November 26, 2025
Soaring or snoring?
Investors expect AI use to soar. That's not happening
Investors want AI to take off—commenters say it’s still taxiing
TLDR: A new survey finds only 11% of workers used AI recently, with big firms cooling off. Commenters clash: skeptics say hype outruns real results, while others argue usage and spending are rising fast, pointing to charts and capacity crunches—proof the AI story is far from settled.
A fresh U.S. Census Bureau survey says only 11% of workers used AI at work in the last two weeks, and big companies are actually using it less. Translation: despite three years of “robot assistants for everyone,” the vibes are not matching the spreadsheets. The article set off a comment-section cage match. The skeptics came in hot: one viewer of a Google interview with Ilya says even the pros admit lab tests (“evals”) don’t match real life, and the Gemini 3 hype train had people rolling their eyes. Their mood: investors want fireworks, but they’re getting sparklers.
Then the counterpunch: another commenter insists AI use is absolutely soaring, pointing to charts showing automation up 3×, 40% of companies paying for generative AI (the text-making kind), and 10% of workers using it daily. Plus, if OpenAI and Anthropic keep running out of server space, doesn’t that scream demand? The long-view crowd chimed in with “this will take decades,” while the meme squad dropped: “the hype curve doesn’t always go up.” Somewhere in the chaos, a DIY hero posted a browser-spoof workaround to dodge the paywall—because of course they did.

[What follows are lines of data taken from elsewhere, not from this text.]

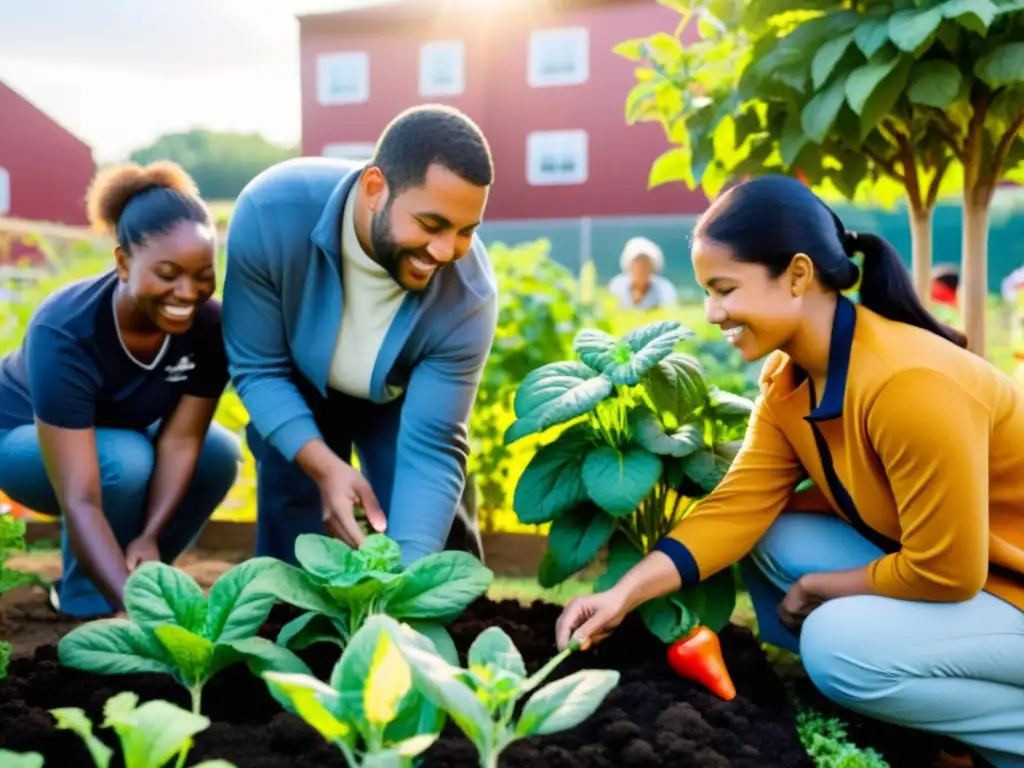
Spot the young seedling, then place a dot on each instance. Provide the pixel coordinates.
(151, 735)
(371, 710)
(643, 434)
(172, 628)
(339, 588)
(482, 699)
(11, 541)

So is AI soaring or snoring? The comments say both—and they’re fighting it out with receipts, eye-rolls, and popcorn-worthy charts.
Key Points
- •A U.S. Census Bureau business survey asks firms about AI use in producing goods and services over the prior two weeks.
- •The employment-weighted share of Americans using AI at work fell by about one percentage point to 11%.
- •Adoption has declined sharply among the largest businesses (over 250 employees).
- •The data imply that, three years into the generative-AI wave, workplace demand is weaker than expected.
- •The findings challenge investor expectations that AI adoption is rapidly soaring.